Reviewing and rating are important features of many social media websites, but they are found on many e-commerce sites too. The combination of social interaction and e-commerce is sometimes referred to as social commerce to indicate that people are supporting each other in the process of buying goods and services. Rgeviews of other consumers have a significant effect on consumer choice because they are usually considered authentic and more trustworthy than information presented by a vendor. The collaborative effort of consumers helps to make the right purchase decision (or prevent from a wrong one). The effect of reviews has often been researched in terms of helpfulness as indicated by their readers. Images are an important factor of helpfulness in reviews of experience goods where personal tastes and use play an important role. We extend this research to search goods where objective characteristics seem to prevail. In addition, we analyze potential interaction with other variables.

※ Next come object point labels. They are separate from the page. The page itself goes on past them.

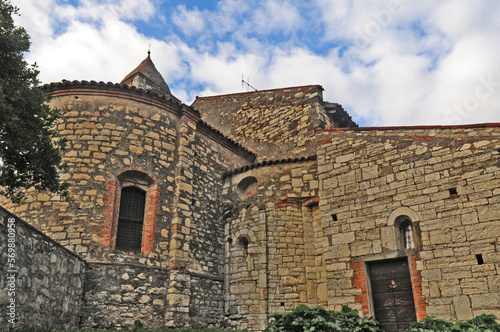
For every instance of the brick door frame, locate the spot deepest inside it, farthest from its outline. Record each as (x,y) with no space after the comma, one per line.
(361,280)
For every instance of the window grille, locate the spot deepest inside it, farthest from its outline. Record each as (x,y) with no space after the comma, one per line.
(407,232)
(131,219)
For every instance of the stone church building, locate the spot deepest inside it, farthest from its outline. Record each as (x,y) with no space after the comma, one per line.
(240,206)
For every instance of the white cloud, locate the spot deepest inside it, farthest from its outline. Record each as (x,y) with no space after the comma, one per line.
(397,62)
(190,21)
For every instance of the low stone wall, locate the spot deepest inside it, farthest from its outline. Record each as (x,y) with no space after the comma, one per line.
(41,283)
(116,295)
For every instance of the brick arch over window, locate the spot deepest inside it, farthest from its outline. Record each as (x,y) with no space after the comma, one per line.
(406,228)
(140,190)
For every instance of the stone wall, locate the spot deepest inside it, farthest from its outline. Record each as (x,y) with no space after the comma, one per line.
(270,266)
(117,137)
(447,181)
(43,287)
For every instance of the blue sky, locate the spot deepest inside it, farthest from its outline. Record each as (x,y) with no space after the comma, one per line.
(396,62)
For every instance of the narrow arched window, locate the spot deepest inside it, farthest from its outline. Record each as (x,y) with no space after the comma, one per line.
(406,229)
(131,219)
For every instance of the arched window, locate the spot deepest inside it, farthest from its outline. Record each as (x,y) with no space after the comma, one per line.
(406,233)
(131,219)
(243,242)
(247,187)
(406,229)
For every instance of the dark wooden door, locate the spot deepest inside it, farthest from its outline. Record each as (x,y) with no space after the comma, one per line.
(392,294)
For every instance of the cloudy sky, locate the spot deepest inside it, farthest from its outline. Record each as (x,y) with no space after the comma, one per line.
(388,62)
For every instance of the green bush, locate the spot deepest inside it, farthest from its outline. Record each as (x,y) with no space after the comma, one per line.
(305,319)
(482,323)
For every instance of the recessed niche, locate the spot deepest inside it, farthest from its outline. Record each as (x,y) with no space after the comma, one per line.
(247,187)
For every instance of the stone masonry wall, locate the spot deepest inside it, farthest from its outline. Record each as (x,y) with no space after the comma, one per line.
(111,139)
(270,266)
(195,294)
(116,295)
(270,123)
(106,137)
(447,181)
(42,283)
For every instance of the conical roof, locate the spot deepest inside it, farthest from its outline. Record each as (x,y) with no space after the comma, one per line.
(146,76)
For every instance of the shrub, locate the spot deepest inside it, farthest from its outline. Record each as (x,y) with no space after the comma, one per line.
(481,323)
(305,319)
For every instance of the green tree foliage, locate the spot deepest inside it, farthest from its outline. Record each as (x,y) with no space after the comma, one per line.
(30,150)
(481,323)
(305,319)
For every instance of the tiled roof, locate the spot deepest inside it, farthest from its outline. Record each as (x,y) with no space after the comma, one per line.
(74,84)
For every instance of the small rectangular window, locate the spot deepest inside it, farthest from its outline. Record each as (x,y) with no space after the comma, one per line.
(131,219)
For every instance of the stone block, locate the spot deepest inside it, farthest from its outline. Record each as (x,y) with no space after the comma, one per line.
(463,309)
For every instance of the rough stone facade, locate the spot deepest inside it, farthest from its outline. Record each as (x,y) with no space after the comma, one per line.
(40,280)
(299,213)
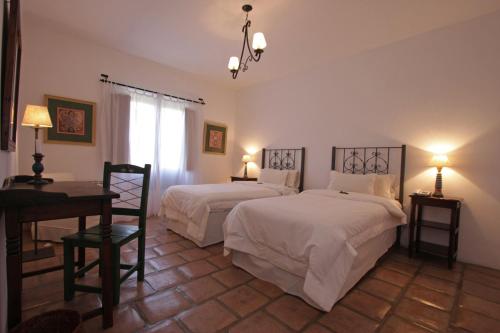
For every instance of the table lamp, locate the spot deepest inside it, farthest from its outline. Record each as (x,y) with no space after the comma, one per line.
(37,117)
(246,159)
(439,161)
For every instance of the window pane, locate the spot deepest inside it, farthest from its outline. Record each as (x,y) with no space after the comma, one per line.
(142,133)
(171,139)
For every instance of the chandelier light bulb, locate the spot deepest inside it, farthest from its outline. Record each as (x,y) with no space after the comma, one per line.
(259,41)
(233,64)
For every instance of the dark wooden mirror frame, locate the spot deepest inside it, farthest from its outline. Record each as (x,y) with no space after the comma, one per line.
(11,65)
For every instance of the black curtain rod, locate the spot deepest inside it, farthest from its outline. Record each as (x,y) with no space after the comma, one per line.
(104,78)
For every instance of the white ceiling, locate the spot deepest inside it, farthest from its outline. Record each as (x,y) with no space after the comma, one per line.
(199,35)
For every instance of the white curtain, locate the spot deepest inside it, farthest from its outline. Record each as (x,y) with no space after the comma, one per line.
(142,128)
(113,125)
(159,136)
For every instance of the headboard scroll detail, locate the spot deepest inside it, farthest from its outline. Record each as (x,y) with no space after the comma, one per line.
(285,159)
(364,160)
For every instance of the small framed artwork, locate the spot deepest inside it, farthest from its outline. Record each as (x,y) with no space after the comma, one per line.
(73,121)
(214,138)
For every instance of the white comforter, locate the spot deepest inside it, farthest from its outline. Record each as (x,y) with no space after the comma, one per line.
(191,204)
(313,235)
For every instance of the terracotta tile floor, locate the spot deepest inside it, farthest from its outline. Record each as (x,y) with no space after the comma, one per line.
(188,289)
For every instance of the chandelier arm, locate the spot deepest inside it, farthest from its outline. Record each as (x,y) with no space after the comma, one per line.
(255,58)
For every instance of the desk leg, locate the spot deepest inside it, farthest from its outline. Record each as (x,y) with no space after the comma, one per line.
(14,267)
(82,224)
(106,259)
(412,229)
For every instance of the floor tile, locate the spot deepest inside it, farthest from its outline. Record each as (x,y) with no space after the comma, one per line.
(165,279)
(221,261)
(187,244)
(168,248)
(208,317)
(168,238)
(400,267)
(482,278)
(292,311)
(194,254)
(395,324)
(162,306)
(168,326)
(484,270)
(232,277)
(196,269)
(267,288)
(481,291)
(202,289)
(423,314)
(216,248)
(379,288)
(476,323)
(243,300)
(343,320)
(441,273)
(430,297)
(315,328)
(480,306)
(132,290)
(391,276)
(126,320)
(166,262)
(436,284)
(372,306)
(259,322)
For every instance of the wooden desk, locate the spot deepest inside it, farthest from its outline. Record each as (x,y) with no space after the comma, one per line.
(24,203)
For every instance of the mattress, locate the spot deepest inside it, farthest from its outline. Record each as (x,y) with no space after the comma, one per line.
(368,254)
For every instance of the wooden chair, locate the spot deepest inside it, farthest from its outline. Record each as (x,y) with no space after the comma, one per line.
(128,185)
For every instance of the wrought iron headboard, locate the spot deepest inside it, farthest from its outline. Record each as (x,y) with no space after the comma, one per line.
(363,160)
(285,159)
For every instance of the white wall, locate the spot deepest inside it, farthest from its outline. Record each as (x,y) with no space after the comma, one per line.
(59,63)
(441,87)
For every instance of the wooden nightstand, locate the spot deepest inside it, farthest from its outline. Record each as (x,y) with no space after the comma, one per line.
(416,220)
(243,179)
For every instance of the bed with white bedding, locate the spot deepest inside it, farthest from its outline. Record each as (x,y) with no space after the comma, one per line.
(318,244)
(197,212)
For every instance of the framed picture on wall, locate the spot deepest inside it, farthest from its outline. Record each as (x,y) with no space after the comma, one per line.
(73,121)
(214,138)
(11,64)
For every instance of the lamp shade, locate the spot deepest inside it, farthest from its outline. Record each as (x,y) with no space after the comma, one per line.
(36,116)
(259,41)
(246,158)
(233,64)
(439,160)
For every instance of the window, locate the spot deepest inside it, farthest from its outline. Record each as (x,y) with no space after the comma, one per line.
(156,133)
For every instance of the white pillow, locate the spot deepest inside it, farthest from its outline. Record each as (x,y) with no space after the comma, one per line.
(273,176)
(292,180)
(384,186)
(352,182)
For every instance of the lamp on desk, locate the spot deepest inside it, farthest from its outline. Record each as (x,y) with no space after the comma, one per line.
(439,161)
(246,159)
(37,117)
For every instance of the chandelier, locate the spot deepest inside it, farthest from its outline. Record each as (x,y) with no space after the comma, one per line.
(258,46)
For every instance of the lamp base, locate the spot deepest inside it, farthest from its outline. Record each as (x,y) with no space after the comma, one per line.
(438,194)
(37,168)
(37,181)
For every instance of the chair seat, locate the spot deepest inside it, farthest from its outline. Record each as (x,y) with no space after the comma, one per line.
(93,240)
(116,230)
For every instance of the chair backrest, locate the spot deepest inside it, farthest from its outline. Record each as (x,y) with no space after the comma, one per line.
(132,183)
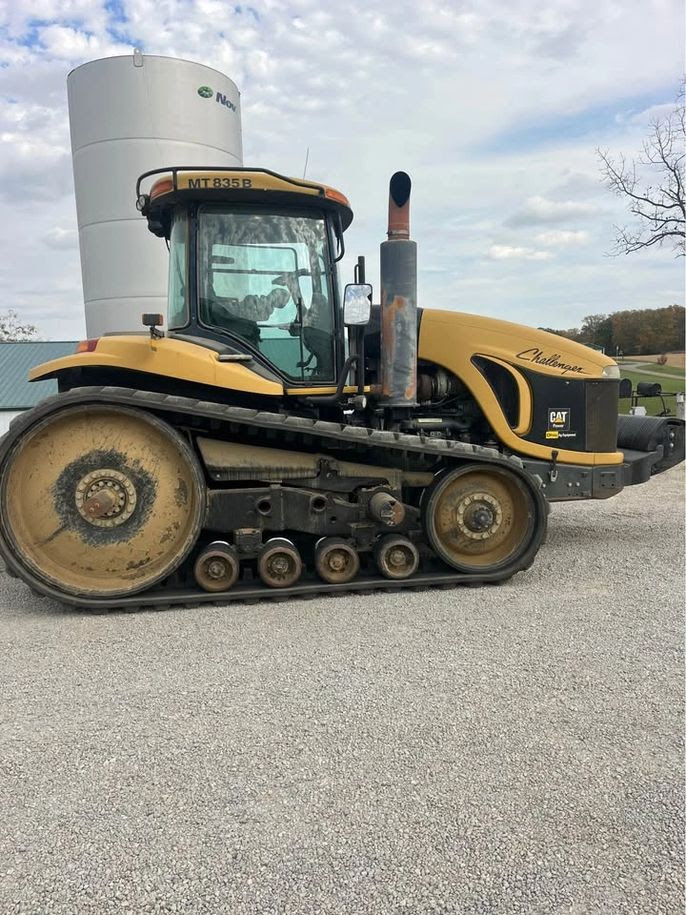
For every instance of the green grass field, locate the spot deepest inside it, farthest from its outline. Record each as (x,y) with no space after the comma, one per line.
(653,367)
(653,405)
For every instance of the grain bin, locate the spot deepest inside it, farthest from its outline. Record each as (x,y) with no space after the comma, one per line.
(128,115)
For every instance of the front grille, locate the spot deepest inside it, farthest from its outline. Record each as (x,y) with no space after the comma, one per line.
(602,407)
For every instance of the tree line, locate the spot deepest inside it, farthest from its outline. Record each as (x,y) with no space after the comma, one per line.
(637,333)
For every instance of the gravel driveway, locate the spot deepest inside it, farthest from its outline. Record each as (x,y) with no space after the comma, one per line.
(481,750)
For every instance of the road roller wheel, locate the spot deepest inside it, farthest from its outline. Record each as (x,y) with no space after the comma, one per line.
(279,563)
(217,567)
(101,501)
(336,561)
(479,519)
(396,557)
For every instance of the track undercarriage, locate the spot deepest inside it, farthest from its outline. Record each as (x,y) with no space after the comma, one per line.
(111,497)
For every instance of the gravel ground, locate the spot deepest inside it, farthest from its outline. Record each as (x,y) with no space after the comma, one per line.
(506,749)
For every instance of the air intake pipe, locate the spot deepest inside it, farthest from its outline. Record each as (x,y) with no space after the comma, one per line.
(399,301)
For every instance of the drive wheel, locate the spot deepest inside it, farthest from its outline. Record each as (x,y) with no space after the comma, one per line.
(336,561)
(480,519)
(101,501)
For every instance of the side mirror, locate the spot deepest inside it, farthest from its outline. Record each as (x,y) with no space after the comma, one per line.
(357,304)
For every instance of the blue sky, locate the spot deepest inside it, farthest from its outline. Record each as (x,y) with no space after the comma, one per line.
(495,108)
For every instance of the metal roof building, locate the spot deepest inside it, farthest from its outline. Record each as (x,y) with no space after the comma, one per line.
(16,392)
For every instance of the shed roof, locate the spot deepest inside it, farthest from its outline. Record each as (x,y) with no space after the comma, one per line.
(16,392)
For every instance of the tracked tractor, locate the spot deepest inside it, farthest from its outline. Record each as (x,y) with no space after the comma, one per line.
(278,438)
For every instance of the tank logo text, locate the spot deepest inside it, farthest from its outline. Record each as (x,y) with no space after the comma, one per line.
(540,358)
(208,92)
(223,100)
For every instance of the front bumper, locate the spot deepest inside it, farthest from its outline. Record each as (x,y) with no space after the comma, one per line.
(650,445)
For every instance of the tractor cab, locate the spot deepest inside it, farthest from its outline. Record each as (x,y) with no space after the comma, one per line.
(253,264)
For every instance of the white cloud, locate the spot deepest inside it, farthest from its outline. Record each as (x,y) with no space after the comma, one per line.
(510,252)
(539,209)
(562,238)
(371,87)
(58,237)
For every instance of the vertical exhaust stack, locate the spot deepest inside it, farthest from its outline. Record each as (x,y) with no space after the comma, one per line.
(399,301)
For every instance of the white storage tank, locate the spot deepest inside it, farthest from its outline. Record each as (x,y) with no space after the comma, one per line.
(129,115)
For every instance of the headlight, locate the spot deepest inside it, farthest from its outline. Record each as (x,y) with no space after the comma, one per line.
(611,371)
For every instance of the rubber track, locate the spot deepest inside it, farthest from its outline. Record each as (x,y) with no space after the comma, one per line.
(331,432)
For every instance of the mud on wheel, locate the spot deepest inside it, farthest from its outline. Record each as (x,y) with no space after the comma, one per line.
(480,518)
(101,501)
(111,497)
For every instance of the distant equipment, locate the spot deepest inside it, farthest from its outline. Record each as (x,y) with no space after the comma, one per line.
(128,114)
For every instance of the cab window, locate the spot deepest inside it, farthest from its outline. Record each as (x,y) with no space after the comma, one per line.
(177,306)
(266,278)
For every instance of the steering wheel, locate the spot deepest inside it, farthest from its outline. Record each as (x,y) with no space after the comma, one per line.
(283,278)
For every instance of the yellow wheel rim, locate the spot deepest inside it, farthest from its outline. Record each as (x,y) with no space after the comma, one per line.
(101,501)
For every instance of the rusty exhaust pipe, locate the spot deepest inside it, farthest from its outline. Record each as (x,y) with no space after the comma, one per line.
(399,301)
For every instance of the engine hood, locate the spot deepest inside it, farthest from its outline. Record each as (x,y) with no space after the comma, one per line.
(526,347)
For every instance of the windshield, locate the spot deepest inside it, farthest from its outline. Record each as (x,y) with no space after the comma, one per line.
(267,279)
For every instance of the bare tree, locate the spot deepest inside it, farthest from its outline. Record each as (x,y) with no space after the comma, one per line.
(653,185)
(12,330)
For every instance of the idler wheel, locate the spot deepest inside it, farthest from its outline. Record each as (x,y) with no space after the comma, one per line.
(479,519)
(279,563)
(336,561)
(100,501)
(217,567)
(396,557)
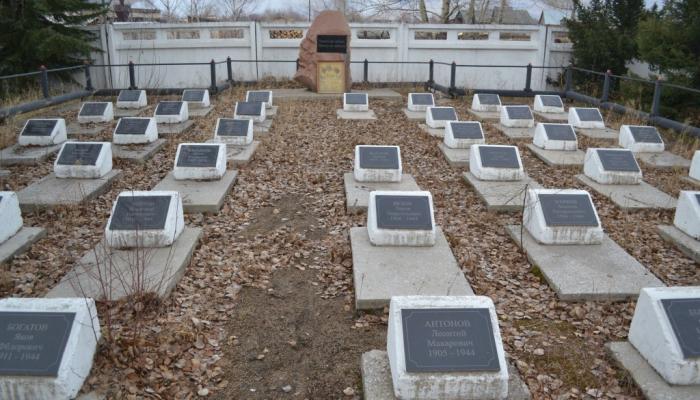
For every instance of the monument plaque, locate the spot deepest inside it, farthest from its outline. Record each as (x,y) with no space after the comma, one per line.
(449,340)
(684,316)
(403,212)
(79,154)
(32,343)
(199,156)
(374,157)
(498,157)
(567,210)
(618,160)
(133,213)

The empirical study is performed with regression analyses on 3,483 search good reviews from Amazon.com followed by a matched pair analysis of 186 review pairs. We find that images have a significant positive effect on helpfulness of reviews of search goods too. This is especially true in case of short and ambiguous reviews.

Suggested Citation

  • Osterbrink Lars & Alpar Paul & Seher Alexander, 2020. "Influence of Images in Online Reviews for Search Goods on Helpfulness," Review of Marketing Science, De Gruyter, vol. 18(1), pages 43-73, September.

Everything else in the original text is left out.